2019年1月10日 第2号
明けましておめでとうございます。本年も宜しくお願いいたします。
今回は食膳のことについてお話をしたいと思います。日々食べている食材で私たちの身体の基礎は作られています。そのため毎日同じ食材を食べたり、偏った食事ばかりとっていると遅かれ早かれ、身体に何かしらの問題を起こします。栄養が偏るから不調が起こる…と思われがちですが、実はある一定の食材や栄養を摂り続けると他の栄養分の吸収を妨げることになるので、食べ合わせを気にして食事をするのも大切です。
よく見受けられるのは鉄分や亜鉛が足りないので、それだけをサプリメントで摂取する人です。ですが、鉄分を多く摂取すると便秘になりやすくなり、亜鉛は鉛を身体から排出する良い効果がありますが、鉛は微量ですが甲状腺ホルモンの働きを促すために必要な栄養素なので・摂取しすぎると新陳代謝の問題に発展することもあります。いろいろな意味で体内の栄養素を管理、バランスを保つことはとても難しいので、一つだけのサプリメントを摂取するのではなく、必ず全ての栄養素が含まれているMultiVitamins & Mineralsを一緒に摂取し、足りない物を補い、多い物は排出することによって、他の栄養素の吸収の妨げを防いでサプリメントの摂取をしてください。
さて、この季節になるとアルコールを飲む機会が増えます。するとトイレに行く回数が増えるため、多くの水溶性のビタミンを排出することになります。特にビタミンB群(ストレスに対応することができるビタミン)を排出するので、ビタミンB群とアルコールを分解する働きを助ける栄養素(アミノ酸)を多く含む鍋料理を献立にしてみてはいかがでしょうか。
豚肉を多く使って常夜鍋
常夜鍋とは毎夜食べても飽きない鍋ということからついた名前ですが、とても楽に作れるお鍋料理です。使用する食材は豚肉(ビタミンBとアミノ酸)と白菜のみ。なぜ楽なのかというと、鍋に昆布(ヨウ素)とお水と塩少々を入れ、豚肉と白菜を一緒に入れて火にかけるだけだからです。豚肉が薄ければあっという間にできてしまいますし、基本白菜に火が通ったら鍋はできあがりです。食べるときに多くの人がポン酢を使うと思いますが、市販のポン酢を使うのではなく、ちょっとひと手間かけてお醤油にライムかレモンの果汁を絞って食べてみてください。もっとビタミンCを摂取することができます。他にアレンジとしてもっとビタミンAやビタミンCを摂取したいと思ったら、鍋ができあがった時にほうれん草やにんじんを入れて一緒に食べると良いでしょう。火にかけすぎるとビタミンCはなくなってしまうので、必ず最後に入れるのがポイントです。ビタミンB群の吸収を高めるために、アリシンを含むニンニクやネギをタレに入れて食べるのもいいでしょう。後はちょっとだけごま油をたらすと風味も変わり、オイルの効果で肌の乾燥を防ぐ働きもします。最後は必ずおじやを作り、汁にたくさん含まれている栄養素を全て食べるのを忘れないようにしてください。
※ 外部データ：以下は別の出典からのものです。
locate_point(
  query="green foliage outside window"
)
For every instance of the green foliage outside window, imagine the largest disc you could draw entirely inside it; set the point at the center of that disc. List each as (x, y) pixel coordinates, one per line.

毎日の献立の中にもちょっとしたアレンジや料理のタイミングを変えるだけで多くの栄養素を摂取することができるので、自分でいろいろと考えて料理するのもいいのではないでしょうか。
草野明美 自然医学博士/Naturopathic Doctor
1989年にカナダオンタリオ州に父親の転勤で引越しをし、2002年にトロントにあるCanadian College of Naturopathic Medicine にて修業後、2年ほどバンクーバーの指圧学校で講師/カウンセラーとして自然治癒力の素晴らしさを教えていたが、日本でも同じことができないか一度帰国。その後日本で結婚、出産をし2013年7月に再度家族を連れてバンクーバーに戻ったあと、カルガリーMarket Mall内のNutrition Houseにてサプリメント健康アドバイザーとして勤務。現在は2児の母としてバンクーバーに在住。